Радуница — страница 67 из 76

Третьи обсуждали, как её ужасно раздуло в гробу.

И только Верка с Береговой вспомнила, что однажды разругалась со своим, прибежала к Наташе на пастбище, обе поплакали, сидя под навесом, и Наташа пела ей русские песни.

Осень 2016 г.

Квартирантка

– Да разве я, милые мои, думала-гадала, что так оно дело повернётся?! Ведь и в мыслях не держала, а теперь вот, на старости-то лет, сижу, как… квартиранка! Оно так-то бы ничего, жить можно. Опеть же, дрова не колоть, печку не топить, воду не носить: оне са́ми, молодые! Чё не можно-то?! Когда и я чем… Ту же кашу сварить. Или бельё помячкать, только шайку направь. Не совсем ведь остяже́ла! Руки всё как есть помнят: и варку, и парку, и другое чё. Дак эта, Лопушиха-то, разве дозволит?!

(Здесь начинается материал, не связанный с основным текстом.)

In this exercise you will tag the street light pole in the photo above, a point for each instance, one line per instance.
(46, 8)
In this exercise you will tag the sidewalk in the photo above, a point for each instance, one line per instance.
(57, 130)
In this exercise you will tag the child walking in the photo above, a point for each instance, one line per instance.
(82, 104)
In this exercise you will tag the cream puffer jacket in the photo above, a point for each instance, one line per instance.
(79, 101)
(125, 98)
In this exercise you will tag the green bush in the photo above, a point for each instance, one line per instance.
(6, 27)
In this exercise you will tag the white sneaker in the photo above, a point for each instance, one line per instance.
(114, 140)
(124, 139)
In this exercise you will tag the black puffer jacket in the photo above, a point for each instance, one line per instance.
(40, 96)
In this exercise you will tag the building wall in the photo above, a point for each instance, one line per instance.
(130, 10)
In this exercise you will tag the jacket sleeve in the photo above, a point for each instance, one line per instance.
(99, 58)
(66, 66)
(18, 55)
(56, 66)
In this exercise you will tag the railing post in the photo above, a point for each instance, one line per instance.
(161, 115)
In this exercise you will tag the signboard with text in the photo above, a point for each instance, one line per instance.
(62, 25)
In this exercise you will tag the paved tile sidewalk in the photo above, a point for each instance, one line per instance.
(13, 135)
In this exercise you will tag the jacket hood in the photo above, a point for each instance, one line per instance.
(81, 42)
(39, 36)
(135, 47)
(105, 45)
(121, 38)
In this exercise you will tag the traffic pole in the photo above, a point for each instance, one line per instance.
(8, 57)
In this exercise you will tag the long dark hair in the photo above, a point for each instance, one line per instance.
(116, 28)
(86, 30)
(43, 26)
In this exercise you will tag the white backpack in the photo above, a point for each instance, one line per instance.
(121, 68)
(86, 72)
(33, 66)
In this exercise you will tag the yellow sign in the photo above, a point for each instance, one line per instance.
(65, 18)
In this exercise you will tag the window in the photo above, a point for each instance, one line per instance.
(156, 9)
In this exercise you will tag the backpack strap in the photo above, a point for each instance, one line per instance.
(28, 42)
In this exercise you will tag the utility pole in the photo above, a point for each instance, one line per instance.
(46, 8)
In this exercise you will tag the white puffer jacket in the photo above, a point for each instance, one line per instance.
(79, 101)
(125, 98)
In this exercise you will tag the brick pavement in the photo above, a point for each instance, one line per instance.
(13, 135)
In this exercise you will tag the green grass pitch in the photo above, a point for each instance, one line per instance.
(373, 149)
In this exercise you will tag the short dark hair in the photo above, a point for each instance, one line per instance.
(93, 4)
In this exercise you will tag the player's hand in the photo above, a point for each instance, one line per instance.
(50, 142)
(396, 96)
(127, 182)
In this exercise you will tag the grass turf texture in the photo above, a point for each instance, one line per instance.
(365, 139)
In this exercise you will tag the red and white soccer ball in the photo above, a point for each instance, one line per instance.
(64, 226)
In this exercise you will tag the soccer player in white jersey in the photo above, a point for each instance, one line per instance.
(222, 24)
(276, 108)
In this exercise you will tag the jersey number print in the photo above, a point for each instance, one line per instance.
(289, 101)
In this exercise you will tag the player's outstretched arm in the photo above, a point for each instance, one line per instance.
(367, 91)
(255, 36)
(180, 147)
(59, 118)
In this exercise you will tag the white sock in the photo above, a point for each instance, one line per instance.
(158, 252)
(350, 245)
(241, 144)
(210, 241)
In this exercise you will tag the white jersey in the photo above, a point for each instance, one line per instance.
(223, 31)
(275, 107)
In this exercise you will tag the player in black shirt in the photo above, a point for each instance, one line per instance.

Так рассуждала старуха Краева, опираясь всей оставшейся в ней жизнью на черенок от метлы, уткнутый острым концом в лунку. Её старуха проковыряла в оттаявшей весенней земле за то время, что так вот сиднем сидела на лавочке за воротами и ругалась с дочкой, разговаривая сама с собой.

Дочка была поздняя, вымученная. Других детей не было. Из родни какая не перевелась на белом свете, так та далеко. Свались не сегодня-завтра старуха – и не дождёшься, легче до чужих докричаться.

В райцентре, правда, болтался пьяница Олежка, покойной сестры Татьяны сын. Но старуха не видела его так давно, что и не знала, жив он или нет. Может, поморозился на Новый год и, искромсанный, культяпый, маялся в приюте либо уже упокоился в березняке. Теперь, по подсчётам старухи, всё больше на Новый год умирали: праздники долгие, дорога от кабака длинная, проводы скорые…

Получалось, что старуха куковала одна, если не считать дочки. Но с ней-то, нелюдимой, много ли накукуешь? Скорее, завоешь по-волчьи!

– Поедом заедат: то дверь я не закрою, то чай пролью, а то ногами шаркаю. Что ты, говрю, в само́м деле?! Я чё поделаю, если ноги нисколько меня не слушаются. Как… кокоры! Всю жизнь на них, никаких я отпусков не знала. Не доведись тебе, девка! Так ей и объясняю, Клавке-то… Ка-а-а-кой там! Даже слушать не хотит. Вцепилась в холку и жулькает, как собачонку, только шерсть клочьями!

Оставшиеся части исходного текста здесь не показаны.